Set a reasonable goal for an improvement in your kid’s attitude, advises Carole Banks, a parental support line advisor and social worker for Empowering Parents. If you start the process of adjusting his attitude and expect that tomorrow he will wake up a practically new child filled with respect and kindness, you are going to be disappointed. Realistically, you might see some attitude changes soon but for the most part you’re going to need time and patience to change all the negativity.
Make a list of consequences that correlate with every misbehavior you want to change about your kid’s attitude, advises Dr. Ruth Peters, Ph.D. in her book, “Laying Down the Law” for Today Parenting.

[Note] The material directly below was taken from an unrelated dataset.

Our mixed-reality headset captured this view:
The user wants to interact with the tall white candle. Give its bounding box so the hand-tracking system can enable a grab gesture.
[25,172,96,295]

If you want to put an end to the eye rolling, let her know that each time you catch her in the act of rolling her eyes, you will take away the privilege of watching television for the rest of the day. Every time she uses that disrespectful tone you dislike so much, you will ground her from leaving the house for one day. When she knows that certain behaviors come with specific consequences, she’s more likely to stop using those behaviors so she doesn’t have to suffer.
Stop taking his attitude problem personally, advises Banks. His attitude is not something he personally developed just for you. His attitude is a combination of his age, his peer influences, his stress level and his own confidence level. Don’t take it personally that he doesn’t care if his room is clean and he goes on about how he doesn’t get why you are so obsessed with it being clean when it’s just going to get messed up again soon. He’s not directing his feelings at you, he’s just at an age where he really doesn’t care about the cleanliness of his room. When you stop taking his behavior personally, you are able to approach it rationally, which yields better results.
Be consistent. If your kid’s attitude problem includes eye rolling and you only call him out on it and enforce consequences when other people are around to witness it but you ignore it at home, he’s not learning anything. The only lesson he gets from your inconsistency is that he may or may not get in trouble when he misbehaves, and there’s always a chance that he’ll get away with misbehaving.